From this lovely forward fold, we'll point through our legs, reach those arms past the toes, take a deep breath in, and begin to round and roll all the way back down onto the back, onto the mat of course, using those hands behind the legs for a little added support. If you need, our core should be nicely warmed up here as we move into our teaser starting with one leg at a time. Arms reach to the ceiling on the inhale. Curl chin over the chest hovering that right leg at eye level, it could be bent or straight and moving right on up feeling the scoop in the waist holding on if you need bending the knee if you need, thinking of two parallel lines between the leg and the arms here, lift the heart a little higher, pull the shoulder blades down into the back a little further breathe and exhale to lower with control. Trying to keep that leg nice and long, releasing a little bit more in the front of the hip pulling down a little tighter into the waist. And then head and arms reach back leg lowers down, left side arms up inhale.
Begin to curl up, feel the scoop in the waist. Ribs draw together, belly pulls down, really working to lift the leg from the core versus our quad muscle here. Lift the heart and the chest a little higher. Pull the waistline back to start to lower back down with control moving evenly through the back of the pelvis just because one leg is lifted. We shouldn't feel crooked here.
Use the belly, find the hover, release it long at the bottom. Zip up tight through those legs. You could, of course, do one more each side, or we'll do two more total with both legs. Arms up on the inhale. Use the breath. Use the belly.
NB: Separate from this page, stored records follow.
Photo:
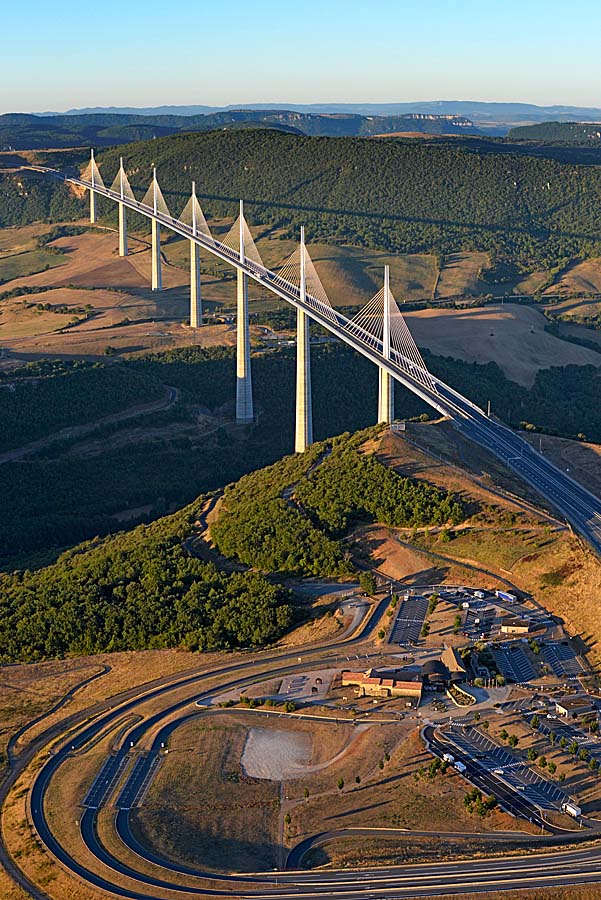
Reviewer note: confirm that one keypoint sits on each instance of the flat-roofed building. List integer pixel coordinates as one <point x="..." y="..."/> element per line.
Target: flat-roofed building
<point x="386" y="683"/>
<point x="512" y="625"/>
<point x="574" y="705"/>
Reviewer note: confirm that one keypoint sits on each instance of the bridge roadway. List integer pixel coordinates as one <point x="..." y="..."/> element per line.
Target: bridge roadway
<point x="580" y="507"/>
<point x="545" y="869"/>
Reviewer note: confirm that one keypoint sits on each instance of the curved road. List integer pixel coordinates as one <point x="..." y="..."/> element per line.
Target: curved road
<point x="547" y="869"/>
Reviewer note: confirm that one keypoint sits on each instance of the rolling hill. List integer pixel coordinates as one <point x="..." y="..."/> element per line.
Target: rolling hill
<point x="19" y="131"/>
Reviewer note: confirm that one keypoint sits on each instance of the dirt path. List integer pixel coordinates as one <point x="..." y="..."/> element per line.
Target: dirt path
<point x="456" y="561"/>
<point x="169" y="399"/>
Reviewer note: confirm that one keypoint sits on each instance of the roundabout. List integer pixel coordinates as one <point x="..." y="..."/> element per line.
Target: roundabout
<point x="119" y="864"/>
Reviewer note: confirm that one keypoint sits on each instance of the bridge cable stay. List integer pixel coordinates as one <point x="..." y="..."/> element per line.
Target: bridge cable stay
<point x="92" y="174"/>
<point x="121" y="185"/>
<point x="315" y="293"/>
<point x="368" y="326"/>
<point x="193" y="216"/>
<point x="153" y="198"/>
<point x="232" y="240"/>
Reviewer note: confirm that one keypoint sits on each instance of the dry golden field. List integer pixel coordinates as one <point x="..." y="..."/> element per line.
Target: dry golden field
<point x="511" y="335"/>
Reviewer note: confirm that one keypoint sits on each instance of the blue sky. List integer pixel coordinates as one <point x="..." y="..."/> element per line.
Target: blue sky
<point x="147" y="53"/>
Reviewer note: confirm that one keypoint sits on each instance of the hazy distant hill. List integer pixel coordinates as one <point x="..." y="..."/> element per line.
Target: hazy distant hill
<point x="493" y="118"/>
<point x="585" y="133"/>
<point x="512" y="200"/>
<point x="398" y="195"/>
<point x="20" y="131"/>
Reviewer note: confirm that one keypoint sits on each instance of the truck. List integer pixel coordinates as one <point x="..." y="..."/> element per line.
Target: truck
<point x="571" y="809"/>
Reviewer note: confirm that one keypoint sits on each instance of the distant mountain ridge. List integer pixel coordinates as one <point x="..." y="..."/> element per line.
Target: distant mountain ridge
<point x="492" y="117"/>
<point x="27" y="131"/>
<point x="583" y="133"/>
Same pace. Start to curl up, hover the legs. Do what you need. Mentor straight knees. Pull that waistline back in in, feel that scoop through the low belly right around where your waistband is. So we're a little bit rounded in the low back, but the heart is lifted. The chin is lifted.
Hold that gorgeous v shape inhale. Exale with control. Start to lower back down, bone by bone, see if you can find a hover, heels, shoulder blades, hover, belly pulls deeper arms float by the ears. And then in one piece, we lengthen everything out feeling that body a little longer. Once more altogether here, arms reach on the inhale, we round and roll up on the exhale.
Zipping up a little tighter through the legs a little tighter through the waist, take one more sip of air, grow longer through the limbs, and exhale to lower back down in four inner thighs squeezing tight three. Belly button pulls a little deeper as we have our two arms reached by the ears and lengthen everything out long on one. Feeling that lovely full body stretch here wiggle your fingertips wiggle your toes, and then circle your arms to hug your knees all the way back into your chest, right where we started on the mat here, with a moment of gratitude, thanking our legs for everything they just did for us, deep breath in. Give them a tight hug. And when you're ready, gently rock and roll.
Yourself all the way back up to a seat. Thank you so much for joining me today. And I hope you had a fun workout on the mat.